File:Rogowsky coil.pngThe second unit is the detector with a sharply tuned circuit for 100 kHz. The detector uses as a Rogowski coil which is a clever way of making a toroid with a gap so that suspect cables can be slipped right into the toroid.

The Rogowski coil, shown in the figure from Wikipedia, is an open toroid with both ends of the coil coming out the same terminal. The voltage between the ends of the coil is very sensitive to the changing flux through the inside of the toroid which is due to the current passing through the center of the toroid.

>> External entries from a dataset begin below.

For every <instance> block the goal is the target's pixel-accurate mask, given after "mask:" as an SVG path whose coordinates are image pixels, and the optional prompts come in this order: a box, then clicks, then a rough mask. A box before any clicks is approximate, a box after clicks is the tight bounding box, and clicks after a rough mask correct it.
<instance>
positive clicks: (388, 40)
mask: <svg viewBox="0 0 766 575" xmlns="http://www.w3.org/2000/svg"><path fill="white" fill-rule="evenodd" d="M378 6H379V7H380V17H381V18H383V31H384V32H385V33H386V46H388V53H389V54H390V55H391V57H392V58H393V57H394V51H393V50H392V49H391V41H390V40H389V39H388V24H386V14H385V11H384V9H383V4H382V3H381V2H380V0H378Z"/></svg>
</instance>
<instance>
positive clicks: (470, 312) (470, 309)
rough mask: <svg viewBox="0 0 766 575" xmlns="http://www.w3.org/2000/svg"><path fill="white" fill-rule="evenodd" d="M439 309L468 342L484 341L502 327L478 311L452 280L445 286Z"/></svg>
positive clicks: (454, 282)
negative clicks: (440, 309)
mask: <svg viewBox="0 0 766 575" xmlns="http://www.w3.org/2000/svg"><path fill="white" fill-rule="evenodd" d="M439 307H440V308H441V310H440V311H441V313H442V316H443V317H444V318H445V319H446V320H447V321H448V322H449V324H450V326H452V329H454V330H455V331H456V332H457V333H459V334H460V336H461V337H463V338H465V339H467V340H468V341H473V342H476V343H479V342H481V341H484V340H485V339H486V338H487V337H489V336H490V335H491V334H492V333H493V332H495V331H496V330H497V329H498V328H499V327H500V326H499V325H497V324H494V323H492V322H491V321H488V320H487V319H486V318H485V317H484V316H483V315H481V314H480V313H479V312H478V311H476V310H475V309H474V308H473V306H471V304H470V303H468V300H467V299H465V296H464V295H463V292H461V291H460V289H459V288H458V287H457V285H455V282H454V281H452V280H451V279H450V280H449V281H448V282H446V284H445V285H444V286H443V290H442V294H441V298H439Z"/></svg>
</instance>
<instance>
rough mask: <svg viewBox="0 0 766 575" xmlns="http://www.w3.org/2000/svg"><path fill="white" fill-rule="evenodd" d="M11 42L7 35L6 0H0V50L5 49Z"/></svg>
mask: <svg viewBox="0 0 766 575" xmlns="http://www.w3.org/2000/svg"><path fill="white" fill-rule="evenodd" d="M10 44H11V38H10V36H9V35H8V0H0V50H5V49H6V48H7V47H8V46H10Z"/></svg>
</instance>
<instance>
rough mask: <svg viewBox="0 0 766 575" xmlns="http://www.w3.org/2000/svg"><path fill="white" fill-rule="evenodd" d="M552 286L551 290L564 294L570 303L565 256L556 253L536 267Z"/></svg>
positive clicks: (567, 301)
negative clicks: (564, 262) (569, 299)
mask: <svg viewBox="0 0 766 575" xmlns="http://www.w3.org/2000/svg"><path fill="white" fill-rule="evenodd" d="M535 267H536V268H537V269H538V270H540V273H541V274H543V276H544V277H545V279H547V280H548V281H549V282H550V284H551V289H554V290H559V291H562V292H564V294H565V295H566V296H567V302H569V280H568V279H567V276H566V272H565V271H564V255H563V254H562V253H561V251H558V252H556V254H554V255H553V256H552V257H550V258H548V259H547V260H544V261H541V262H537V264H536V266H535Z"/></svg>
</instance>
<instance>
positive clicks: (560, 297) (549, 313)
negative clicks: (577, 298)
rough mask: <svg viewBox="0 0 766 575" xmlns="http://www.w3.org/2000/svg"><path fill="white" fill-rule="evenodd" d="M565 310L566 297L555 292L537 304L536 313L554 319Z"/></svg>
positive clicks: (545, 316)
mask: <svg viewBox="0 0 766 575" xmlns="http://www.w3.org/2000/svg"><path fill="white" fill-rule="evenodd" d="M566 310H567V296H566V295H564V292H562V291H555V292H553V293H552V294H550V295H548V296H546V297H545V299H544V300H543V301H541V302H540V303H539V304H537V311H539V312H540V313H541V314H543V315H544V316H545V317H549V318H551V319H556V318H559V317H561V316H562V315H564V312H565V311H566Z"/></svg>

The detector box has a meter and an LED that lights when it picks up significant 100 kHz tone. This indicates that one of the cables that’s been slipped inside the detector coil is part of the ground loop. With the clamp on the exciter and the open toroid, Bellan says, a cabling system can be debugged as it stands, with no changes or disconnections necessary.

While you may be careful in laying out the wiring in your system and think you have minimized ground loops, as soon as you have multiple instruments plugged into multiple power plugs, with cable shields connected together, you have ground loops.

Bellan suggests a good habit is to always plug instruments that will share cable returns, into adjacent plugs, to minimize the loop area of their returns, and to twist the coax cables together to reduce the area through which stray magnetic fields can pass and induce voltages. As a final practice, ferrites around the power cables will increase the impedance of the ground loop and reduce the induced current.